Going Clear: Scientology, Hollywood, and the Prison of Belief

SCIENTOLOGY HAD a giddy and playful air in the mid-seventies, when Haggis arrived in Los Angeles. It was seen as a cool, boutique religion, aimed especially toward the needs of artists and entertainers. The counterculture was still thriving in the seventies, and Scientology both was a part of it and stood apart from it. There was a saying, “After drugs, there’s Scientology,” and it was true that many who were drawn to the religion had taken hallucinogens and were open to alternative realities. Recruits had a sense of boundless possibility. Mystical powers were forecast; out-of-body experiences were to be expected; fundamental secrets of the universe were to be revealed.

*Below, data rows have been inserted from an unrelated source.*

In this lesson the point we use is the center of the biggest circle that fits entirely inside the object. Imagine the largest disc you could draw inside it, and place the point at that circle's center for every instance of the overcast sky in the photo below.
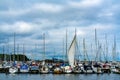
(29, 19)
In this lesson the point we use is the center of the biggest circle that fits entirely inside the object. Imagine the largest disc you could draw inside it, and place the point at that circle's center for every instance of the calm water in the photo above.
(59, 77)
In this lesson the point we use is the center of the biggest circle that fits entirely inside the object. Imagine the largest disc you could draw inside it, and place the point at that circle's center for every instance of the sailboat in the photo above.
(24, 68)
(13, 69)
(43, 67)
(34, 67)
(67, 68)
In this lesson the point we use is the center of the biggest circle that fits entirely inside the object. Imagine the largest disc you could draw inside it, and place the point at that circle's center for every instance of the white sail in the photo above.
(71, 52)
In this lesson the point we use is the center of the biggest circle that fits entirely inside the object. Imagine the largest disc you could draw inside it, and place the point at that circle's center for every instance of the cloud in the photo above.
(45, 7)
(85, 3)
(18, 27)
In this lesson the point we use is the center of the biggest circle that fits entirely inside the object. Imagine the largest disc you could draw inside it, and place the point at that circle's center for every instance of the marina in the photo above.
(59, 40)
(59, 77)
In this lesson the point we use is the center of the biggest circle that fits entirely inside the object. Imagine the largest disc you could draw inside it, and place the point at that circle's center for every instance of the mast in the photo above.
(114, 49)
(23, 52)
(17, 52)
(44, 45)
(14, 47)
(106, 47)
(96, 44)
(66, 44)
(4, 53)
(84, 49)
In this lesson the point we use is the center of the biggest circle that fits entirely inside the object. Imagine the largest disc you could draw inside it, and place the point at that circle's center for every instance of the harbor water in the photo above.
(111, 76)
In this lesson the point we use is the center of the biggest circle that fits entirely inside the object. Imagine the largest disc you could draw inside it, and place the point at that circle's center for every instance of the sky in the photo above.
(30, 19)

Haggis became friends with other Scientologists who also hoped to make it in Hollywood. One of them was Skip Press, a writer and musician on the staff of the Celebrity Centre, which was the church’s main foothold in the entertainment industry. Like many young recruits, Press believed that Scientology had given him superhuman powers; for instance, he believed that when he got into the right mental state, he could change traffic lights to green. He and Haggis formed a casual self-help group with other aspiring writers. They met at a Scientology hangout across from the Celebrity Centre called Two Dollar Bill’s, where they would criticize each other’s work and scheme about how to get ahead.



Paul Haggis on vacation in Antigua in 1975, the year he joined the Church of Scientology

Eventually, this informal writers club came to the attention of Yvonne Gillham, the charismatic founder of the Celebrity Centre. Naturally warm and energetic, Gillham was an ideal candidate to woo the kinds of artists and opinion leaders that Hubbard sought to front his religion. The former kindergarten director staged parties, poetry readings, workshops, and dances. Chick Corea and other musicians associated with the church often played there. Gillham persuaded Haggis and his circle to hold their meetings at the Celebrity Centre, and they were folded into her web.

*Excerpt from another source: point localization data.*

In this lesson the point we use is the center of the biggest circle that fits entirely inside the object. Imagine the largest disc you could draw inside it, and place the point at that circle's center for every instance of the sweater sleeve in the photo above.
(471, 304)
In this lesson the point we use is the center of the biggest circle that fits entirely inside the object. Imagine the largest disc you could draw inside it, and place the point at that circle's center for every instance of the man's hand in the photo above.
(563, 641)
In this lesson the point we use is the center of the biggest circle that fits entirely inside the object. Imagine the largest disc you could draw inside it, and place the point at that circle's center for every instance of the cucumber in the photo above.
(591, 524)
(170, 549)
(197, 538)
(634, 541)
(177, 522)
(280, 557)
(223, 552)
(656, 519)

Haggis and a friend from the writers club eventually got a job scripting cartoons for Ruby-Spears Productions, beginning with a short-lived series called Dingbat and the Creeps, then Heathcliff. After that, Haggis went on to write Richie Rich and Scooby-Doo for Hanna-Barbera. He bought a used IBM Selectric typewriter. His career began to creep forward.

One day, a well-off strawberry farmer from Vancouver introduced himself to Haggis and Skip Press at the Celebrity Centre, saying he wanted to produce a life story of L. Ron Hubbard. He was offering fifteen thousand dollars for a script. Press declined, but Haggis accepted the money. His memory is that it was a horror script that he hoped to interest the strawberry farmer in. He never actually wrote a script about Hubbard, and eventually returned the entire sum, but in Press’s opinion, that was when Haggis’s career began to accelerate. “The money enabled Paul to cruise a bit and develop his career. Next thing I knew, Paul was getting an agent.” His Scientology connections were paying off.

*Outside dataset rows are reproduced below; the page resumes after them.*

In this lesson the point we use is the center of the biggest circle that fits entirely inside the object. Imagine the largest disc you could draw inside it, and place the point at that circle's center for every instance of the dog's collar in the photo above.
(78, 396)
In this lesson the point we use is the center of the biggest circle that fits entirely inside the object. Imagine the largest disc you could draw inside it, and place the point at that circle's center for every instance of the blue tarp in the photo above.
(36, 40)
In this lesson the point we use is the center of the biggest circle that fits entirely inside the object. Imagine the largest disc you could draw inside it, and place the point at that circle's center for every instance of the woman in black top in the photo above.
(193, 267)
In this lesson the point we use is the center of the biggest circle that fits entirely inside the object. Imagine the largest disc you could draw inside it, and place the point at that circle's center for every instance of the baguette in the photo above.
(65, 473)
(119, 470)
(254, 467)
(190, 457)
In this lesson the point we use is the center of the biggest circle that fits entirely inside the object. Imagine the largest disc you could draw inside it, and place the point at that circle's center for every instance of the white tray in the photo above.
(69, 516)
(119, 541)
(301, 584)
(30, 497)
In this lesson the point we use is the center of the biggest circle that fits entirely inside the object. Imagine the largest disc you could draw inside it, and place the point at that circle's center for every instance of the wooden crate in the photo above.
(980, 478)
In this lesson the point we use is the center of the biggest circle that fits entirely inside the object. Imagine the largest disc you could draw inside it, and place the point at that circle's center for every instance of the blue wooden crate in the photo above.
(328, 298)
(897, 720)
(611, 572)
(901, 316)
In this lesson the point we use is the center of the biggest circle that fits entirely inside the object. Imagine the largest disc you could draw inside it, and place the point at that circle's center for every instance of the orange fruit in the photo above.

HAGGIS SPENT much of his time and money taking advanced courses and being “audited,” a kind of Scientology psychotherapy that involves the use of an electropsychometer, or E-Meter. The device measures bodily changes in electrical resistance that occur when a person answers questions posed by an auditor. Hubbard compared it to a lie detector. The E-Meter bolstered the church’s claim to being a scientific path to spiritual discovery. “It gives Man his first keen look into the heads and hearts of his fellows,” Hubbard claimed, adding that Scientology boosted some people’s IQ one point for every hour of auditing. “Our most spectacular feat was raising a boy from 83 IQ to 212,” he once boasted to the Saturday Evening Post.